Consumers' Cooperative Organization Gives the People Ownership, which Workers' Organizations do not. We have thought of ourselves as producers and organized into occupational groups. "For a century and a half," says Professor Fairchild, who wrote the book "Profits or Prosperity," "we have been trained to think of ourselves as producers instead of as consumers -- one of the most remarkable instances of inverted logic on a large scale that mankind has ever displayed." Organizing as producers is, as Beatrice Webb says, organizing the servant side of our lives, while organizing as consumers is organizing as masters of our lives. George W. Russell says, that when we organize as producers and not as consumers we are like an army that gives back to the enemy all it has won at the end of each week. Organizing as producers only is "fighting with one hand behind our backs." Organizing as consumers into Cooperatives will give us ownership and real power. The dollar we spend is more powerful than the dollar we get.

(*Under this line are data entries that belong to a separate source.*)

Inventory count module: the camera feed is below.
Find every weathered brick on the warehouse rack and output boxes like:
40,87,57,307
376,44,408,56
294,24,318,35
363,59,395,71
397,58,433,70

Consumers' Cooperative Organization Gives Us Democratic Liberty with Economic Justice which Political State Organizations Do Not. Political State organizations suppress liberty.—they are compulsory. Consumers' Cooperation gives us economic democracy—it is voluntary. While we are getting economic justice we must also have democratic freedom.

Consumers' Cooperation will Complete the Struggle for Liberty and Justice for ALL. We have deceived ourselves into thinking that religious, educational and political liberty were really possible without economic liberty and justice. Now we know they are not. Consumers' Cooperation finally fulfills liberty and justice for ALL. It gives every consumer equality in the control of business. It is democracy in our economic life.